Carrots and Sticks Don’t Work (book review)

When I received my review copy of Carrots and Sticks Don’t Work: Building a Culture of Employee Engagement with the Principles of RESPECT by Paul Marciano, I wasn’t sure about what to expect. I’ve talked about employee engagement before, and I feel like I know a good bit about the topic.

This book took it to a whole new level.

See, the engagement stuff is usually “fuzzy.” We know it’s a good concept, but we don’t receive a lot of practical advice on how to make it work. This book covers overarching concepts that affect human psychology at work and actionable ideas for employers to use to affect employee engagement on a daily basis. And the interesting part? It’s all based on respect.
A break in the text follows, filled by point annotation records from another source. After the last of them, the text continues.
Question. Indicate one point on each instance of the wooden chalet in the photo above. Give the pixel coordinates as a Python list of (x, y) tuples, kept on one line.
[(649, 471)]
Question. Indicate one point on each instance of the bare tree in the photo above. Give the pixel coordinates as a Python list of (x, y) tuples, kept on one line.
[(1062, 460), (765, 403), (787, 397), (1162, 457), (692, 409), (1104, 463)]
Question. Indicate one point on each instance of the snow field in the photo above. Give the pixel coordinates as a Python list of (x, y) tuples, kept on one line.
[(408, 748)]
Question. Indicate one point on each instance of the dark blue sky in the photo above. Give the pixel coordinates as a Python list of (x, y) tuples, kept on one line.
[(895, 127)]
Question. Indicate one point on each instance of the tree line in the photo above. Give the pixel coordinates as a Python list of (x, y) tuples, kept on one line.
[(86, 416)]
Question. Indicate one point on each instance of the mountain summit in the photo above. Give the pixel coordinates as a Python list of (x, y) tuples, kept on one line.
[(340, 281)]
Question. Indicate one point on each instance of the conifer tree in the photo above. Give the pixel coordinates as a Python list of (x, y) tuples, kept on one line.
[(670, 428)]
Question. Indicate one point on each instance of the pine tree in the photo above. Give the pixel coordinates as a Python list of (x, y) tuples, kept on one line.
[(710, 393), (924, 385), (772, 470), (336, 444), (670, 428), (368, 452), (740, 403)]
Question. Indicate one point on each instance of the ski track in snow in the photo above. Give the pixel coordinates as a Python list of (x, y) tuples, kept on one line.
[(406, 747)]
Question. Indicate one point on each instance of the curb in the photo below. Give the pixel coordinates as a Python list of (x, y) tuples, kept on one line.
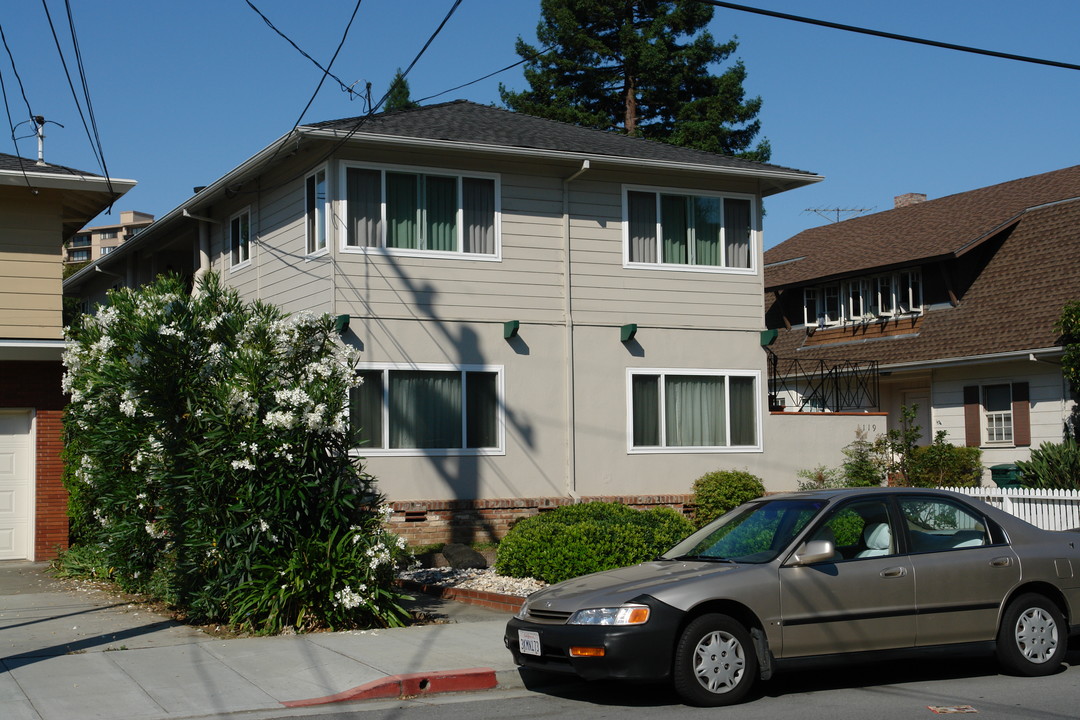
[(409, 685), (498, 601)]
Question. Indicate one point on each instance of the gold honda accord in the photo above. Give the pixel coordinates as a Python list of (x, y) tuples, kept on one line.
[(806, 574)]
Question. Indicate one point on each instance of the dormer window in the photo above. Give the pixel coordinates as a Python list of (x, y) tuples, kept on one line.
[(864, 299)]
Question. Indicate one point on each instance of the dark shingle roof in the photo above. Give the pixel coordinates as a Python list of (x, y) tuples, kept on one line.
[(462, 121), (16, 164), (937, 228), (1011, 307)]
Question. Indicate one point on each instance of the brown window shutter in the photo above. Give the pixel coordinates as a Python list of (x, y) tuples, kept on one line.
[(1022, 415), (972, 417)]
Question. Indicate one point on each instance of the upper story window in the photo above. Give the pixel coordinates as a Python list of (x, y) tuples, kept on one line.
[(316, 205), (693, 410), (702, 231), (240, 235), (863, 299), (997, 405), (421, 212)]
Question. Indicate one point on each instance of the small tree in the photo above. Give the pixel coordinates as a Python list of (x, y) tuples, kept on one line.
[(397, 96), (207, 457)]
If I could boil it down to a sentence, I’d say: It doesn’t take rocket science to help someone love what they do; with a little respect and attention you can have a dramatic effect on levels of employee engagement.

A few quick points

  • Giving gifts to employees doesn’t get them engaged. It just creates an entitlement mentality. (pg 30)
  • Extrinsic rewards for an activity reduce its intrinsic value. (pg 32)
  • Low employee engagement scores are associated with twice as many EEO complaints in one federal study mentioned in the book.

Recently I wrote a post about the cost of disengaged employees as a precursor to this short review. If you haven’t read it, you should. It’s a great preview of what sort of ideas this book can generate for you.

If you’re interested in getting this book, click here to get your own copy.

Check out other book reviews here.

Carrots and Sticks Don’t Work
Reviewed by Ben Eubanks on
Respect is the basis for all positive relationships
This book focuses on respect and how it is the basis for strong relationships at work. Leveraging respect is the only way to truly motivate and inspire your team.
Rating: 4

4 thoughts on “Carrots and Sticks Don’t Work (book review)

  1. Sandra Moorhead

    Hi Chris, I agree. Love “Drive”. Autonomy, mastery and higher purpose – works for me!

  2. Leon Noone

    G’Day Ben,
    I must have a look at the book. Coincidentally, my most recent blog post was “What’s Employee Ignorance Costing You?”

    My material is designed specifically for managers in small-medium business. But it can apply in larger businesses too.

    I’ve long believed that, where people are concerned, the prime role of a manager is to have employees effectively handle all day to day business so that the manager can get on with managing the business. This is heresy to some people, including some HR practitioners.

    Then again, I have lots of unconventional views about people management that don’t necessarily sit well with HR practitioners.